Friday, May 31, 2024

Gordon Street

From March to September 1991, I lived at 80 Gordon Street, in Brighton, Massachusetts. This was my first time paying rent for my own place. (I moved to Boston in January 1991, stayed one night with family, then was conveniently invited into house sitting at a co-worker's friend's place.) Gordon Street reminds me of the simpler though lonelier lifestyle I had back then. 

The apartment was simply a place to sleep, nothing more. Despite that, I didn't have a bed. It never occurred to me to buy one. I had a sleeping bag, and I slept directly on the floor. Word got around the office and a few months later a co-worker offered me a mattress he was getting rid of. I remember driving that used mattress in my tiny car from some North Shore town and being genuinely glad for it.

My apartment had two rooms, but because I didn't buy furniture one could be confused by their function.
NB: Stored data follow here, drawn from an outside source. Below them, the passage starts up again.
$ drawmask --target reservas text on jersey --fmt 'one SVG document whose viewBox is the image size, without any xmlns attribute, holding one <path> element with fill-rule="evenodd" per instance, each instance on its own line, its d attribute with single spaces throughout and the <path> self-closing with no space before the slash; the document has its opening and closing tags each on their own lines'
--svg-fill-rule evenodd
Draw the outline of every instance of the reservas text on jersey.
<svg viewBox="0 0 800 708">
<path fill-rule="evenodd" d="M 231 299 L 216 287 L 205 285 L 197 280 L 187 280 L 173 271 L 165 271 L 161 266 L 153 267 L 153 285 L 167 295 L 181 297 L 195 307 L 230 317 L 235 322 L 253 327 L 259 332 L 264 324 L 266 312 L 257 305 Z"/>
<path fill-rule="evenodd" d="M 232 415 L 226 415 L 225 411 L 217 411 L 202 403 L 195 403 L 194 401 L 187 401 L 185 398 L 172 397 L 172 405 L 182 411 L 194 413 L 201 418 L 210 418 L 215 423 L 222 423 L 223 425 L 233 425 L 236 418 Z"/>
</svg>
In the one room was the sleeping bag/mattress. In the other room was a folding table that had some books and an old computer. I rarely used that computer though. Instead, as a young workaholic in high-tech, I spent most of my waking hours at the office where there were far more interesting computers. Someone joked "Rick has more rooms than furniture." I laughed at the absurdity.
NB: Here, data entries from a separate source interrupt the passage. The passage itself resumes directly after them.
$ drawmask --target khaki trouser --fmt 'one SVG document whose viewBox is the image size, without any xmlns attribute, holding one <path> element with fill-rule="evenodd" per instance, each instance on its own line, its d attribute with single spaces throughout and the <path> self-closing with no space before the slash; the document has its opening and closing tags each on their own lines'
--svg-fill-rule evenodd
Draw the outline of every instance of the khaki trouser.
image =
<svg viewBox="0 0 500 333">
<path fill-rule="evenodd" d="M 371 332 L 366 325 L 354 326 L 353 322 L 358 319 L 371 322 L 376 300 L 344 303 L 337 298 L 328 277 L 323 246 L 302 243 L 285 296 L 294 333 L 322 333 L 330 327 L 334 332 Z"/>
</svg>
There was a small kitchen in that apartment. However, the one time I thought to cook something on the stove I was met with the reality that you have to call the utility company to turn on the gas. I had not done this. My diet in 1991 was served by national fast food chains and local fast food chains. And sometimes, a high-end restaurant. That's right: if co-workers were headed to nearby Michela's, a gorgeous and fancy destination restaurant, I'd sometimes tag along, somewhat out of place in casual clothes but solvent enough to mostly not care.

The mattress on the floor was soon accompanied by a beach chair I had bought. I'd sit in that chair to read or to write in a paper diary. There was a door that led to a tiny balcony. It overlooked a parking lot which I didn't have a permit for. In the kitchen the window overlooked the air well between the surrounding apartment buildings. Sometimes, if I saw someone across the way, I wondered if they were as lonely as I was.
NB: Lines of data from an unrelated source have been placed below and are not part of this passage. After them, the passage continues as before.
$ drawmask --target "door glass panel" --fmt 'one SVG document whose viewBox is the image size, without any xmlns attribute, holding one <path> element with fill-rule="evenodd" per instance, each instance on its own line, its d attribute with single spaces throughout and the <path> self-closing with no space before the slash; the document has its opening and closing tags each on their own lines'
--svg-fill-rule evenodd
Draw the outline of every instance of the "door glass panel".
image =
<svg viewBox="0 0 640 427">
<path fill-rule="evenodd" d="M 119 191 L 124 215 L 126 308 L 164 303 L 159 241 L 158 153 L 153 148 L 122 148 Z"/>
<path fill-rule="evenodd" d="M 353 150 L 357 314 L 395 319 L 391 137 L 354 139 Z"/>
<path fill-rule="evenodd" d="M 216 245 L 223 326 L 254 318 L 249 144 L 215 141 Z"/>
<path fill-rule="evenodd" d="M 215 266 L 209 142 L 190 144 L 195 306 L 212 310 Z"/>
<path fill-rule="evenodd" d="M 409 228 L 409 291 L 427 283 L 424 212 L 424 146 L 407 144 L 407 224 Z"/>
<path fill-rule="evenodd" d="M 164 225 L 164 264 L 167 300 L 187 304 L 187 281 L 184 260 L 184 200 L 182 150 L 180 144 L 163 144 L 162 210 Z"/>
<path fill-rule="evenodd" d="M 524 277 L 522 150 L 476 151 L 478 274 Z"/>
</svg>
When one of my co-workers asked if I wanted to join up with two other people in a larger apartment in downtown Boston, I leapt at the chance. I needed this invitation at that exact moment in my life. I must have broken my lease with the landlord immediately, but left all my moving plans for the absolute last minute. The morning of August 31, a loud knocking at my door woke me. When I opened it, I saw two parents and some children. They were the new tenants, and they were here to move in.

I hurriedly gathered my mattress and folded up my table and chair. I marveled at their furniture and their unpacking of kitchen implements. I stuffed my car with my meager belongings. I must have given this new tenant my key, though I don't remember. I then drove a few miles to the Back Bay. In that new apartment I had the smallest of the four rooms. My mattress and beach chair fit perfectly.